Retraining the CV on commonly misidentified species

mabuva2021 · November 14, 2025, 1:55am

There are certain species, such as the Nightcrawler worm (Lumbricus terrestris), which are both widespread and have a high number of observations. However, L. terrestris also has a high number of observations which are misidentifications of other species. At best, these are other worms in the genus Lumbricus, and at worst they aren’t even worms at all (snakes, millipedes, etc). Many of these misidentifications have gotten to RG and have likely influenced how the CV identifies L. terrestris, making the cycle worse.

Thankfully, this has gotten better in recent months, and many misidentifications have been corrected. However, my question is this: How much time does it take for the CV to be “retrained” on such a cosmopolitan and commonly observed species? And, do the misidentified pictures get taken out of the training set and replaced with new ones? Since there are many L. terrestris observations that are correct and at RG, its unlikely to be removed from the CV and retrained that way, so how does it work exactly?

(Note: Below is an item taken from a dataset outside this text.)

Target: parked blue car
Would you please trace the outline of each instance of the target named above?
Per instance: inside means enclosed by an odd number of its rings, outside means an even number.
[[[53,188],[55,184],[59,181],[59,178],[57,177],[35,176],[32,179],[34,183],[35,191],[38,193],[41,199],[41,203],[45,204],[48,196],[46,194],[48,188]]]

ericakeklak · November 14, 2025, 2:22am

Oligochaeta are a mess and very few people care or are able to identify them. @thirty_legs should be able to explain the problem further, and you should probably check out the main thread about this: https://forum.inaturalist.org/t/inaturalists-earthworm-problem-and-how-to-fix-it/70743

What people usually do in situations where the computer vision model trains on misidentification is either ignore any CVM suggestions or, if they are new to iNaturalist or really like AI to do the heavy lifting for them, accept the highest-confidence taxon it suggests. There is no “fixing” the CVM for a certain taxon unless everyone stops suggesting the provided suggestion for that taxon for the next evaluation period and all misidentifications are corrected. The CVM gets trained on misidentifications that aren’t fixed before the next update, and this is basically a universal problem; it can be stopped if and only if everything is identified correctly. These periods vary, but you can probably get more specific answers by going to the iNaturalist model files repository and looking at how often updates to the CVM are pushed to production.

If we collectively beg contributors to stop making new releases to the model so we can have corrections for specific taxa, that would slow the progress of adding new taxa (very few taxa are included in the CVM compared to all lifers), so it’s a trade off iNaturalist considers often.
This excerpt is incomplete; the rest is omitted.